I watched him saunter over to us, his hand quickly bringing hers down. Pushing it away from me as he stepped in between us, shielding me.

“Oh come on, Harvey. Don’t let her pull the wool over your eyes, too. She walked out on her husband’s wake for Christ sake! My mother’s in bits. But Sara would know nothing about her health since she never had to look after her.”

“Anita, this isn’t the time or the place. And if there’s anyone to blame, it’s me. I dragged her out of here away from all you fucking vultures that just want a piece of her.”

“But…” Anita’s words trailed.

I said that’s enough!” Harvey roared.

His voice shook the whole house, startling the remaining guests in the corner. My sister’s mouth parted, ready to begin again.

“Why are you defending her, Harvey?”

“OK, that’s it, I’ve had enough of you. If you can’t empathise with what she’s going through, then get the hell out!” he shouted, his pulse beating at the base of his neck. He took Anita’s arm and dragged her through the hallway.
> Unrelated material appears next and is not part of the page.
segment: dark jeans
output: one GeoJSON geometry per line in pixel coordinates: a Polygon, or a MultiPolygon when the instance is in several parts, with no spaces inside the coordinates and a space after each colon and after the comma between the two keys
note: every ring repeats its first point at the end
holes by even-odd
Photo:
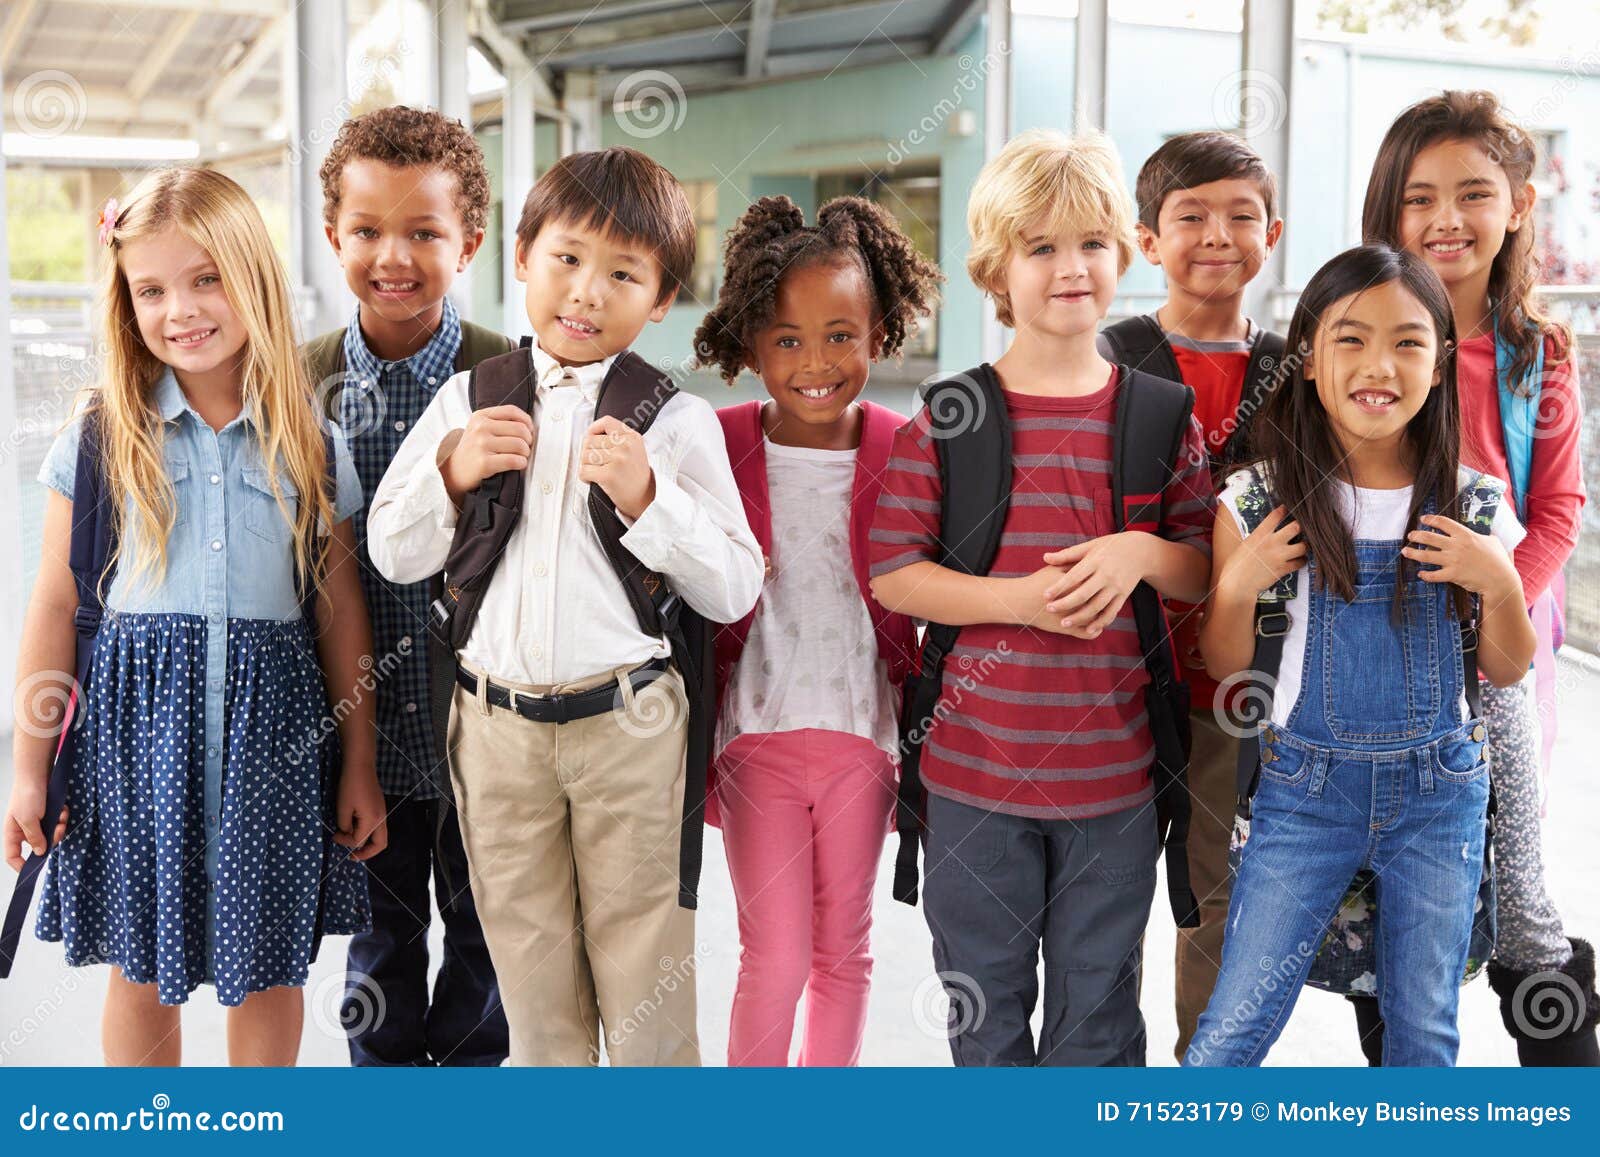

“Sara can grieve however the fuck she likes,” he declared. “It’s not up to you. Eric was her husband, Anita. Not yours. Just because you fucked around with him before they got together doesn’t give you the right to tell her how to handle this situation. He chose her, not you! And don’t go around blaming Sara for taking a break from this family’s drama. How would you feel if you were in her position?”